Protesting the war became dangerous, once the Sedition Act of 1918 made it a crime to use "disloyal, profane, scurrilous, or abusive language" in describing the federal government or the military.Bettmann/Corbis

Many intelligent persons, as well as the great mass of the unthinking, would, now that war is on, have us surrender some of the normal constitutional safeguards of free speech; they would have the plainclothes men and police officials, our district attorneys, juries, and judges, exercise new vigilance in their control of meetings and public speeches. The excuses for this are the activities of German agents and sympathizers, the encouragement which slackers may receive, and the depressing effect upon our troops of tolerated pacifists and conscientious objectors.

The people, speaking through their duly appointed representatives—the president and Congress—have, after the most atrocious provocations and reiterated attacks upon our national honor, deliberately and with the general sanction of the nation decided to enter the war in defense of the highest ideals of democracy and of world peace. The minority, who are still unreconciled with this decision or are not yet fully persuaded, must, it is urged, yield to the majority and keep their mouths shut. For them to continue their protests when the boys are in the trenches is giving aid and comfort to the enemy; it is essentially disloyal, if not downright treasonable …

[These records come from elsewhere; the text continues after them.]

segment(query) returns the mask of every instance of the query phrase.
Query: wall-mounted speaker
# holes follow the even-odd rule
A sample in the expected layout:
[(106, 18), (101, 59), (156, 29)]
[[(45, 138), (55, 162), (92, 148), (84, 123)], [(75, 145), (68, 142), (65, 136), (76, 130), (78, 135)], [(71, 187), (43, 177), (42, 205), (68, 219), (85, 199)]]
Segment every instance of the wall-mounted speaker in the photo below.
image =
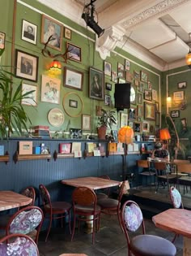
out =
[(117, 111), (130, 108), (130, 83), (115, 84), (114, 98)]

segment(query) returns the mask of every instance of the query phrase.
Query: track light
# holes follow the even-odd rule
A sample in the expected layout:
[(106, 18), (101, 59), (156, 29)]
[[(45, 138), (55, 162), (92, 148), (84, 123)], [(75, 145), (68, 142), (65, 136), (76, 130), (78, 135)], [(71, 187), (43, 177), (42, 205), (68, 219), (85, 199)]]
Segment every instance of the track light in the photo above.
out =
[[(94, 20), (95, 7), (93, 2), (96, 1), (96, 0), (91, 0), (91, 2), (85, 6), (83, 9), (83, 13), (82, 14), (82, 18), (85, 20), (87, 25), (90, 27), (98, 35), (98, 37), (100, 37), (104, 34), (104, 29), (102, 29), (98, 25), (98, 22), (96, 22)], [(91, 10), (89, 10), (88, 8), (89, 6), (91, 6)]]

In the first place difference of opinion is not necessarily disloyalty …

Those … who continue to say that they wish we had not entered the war; that some other less horrible policy might have been selected; that war has never yet begotten lasting peace but only new war; that some men loathe shooting their fellow men under government auspices in the same sickening way that they would loathe private murder—such persons are in no way treasonable, and disloyal only in the sense of failing eagerly to cooperate with the majority in a crisis …

It is this confusion between real traitors on the one hand, and on the other hand those persons whose human sympathy and idealism outrun the common bounds, that fills many of us with dismay.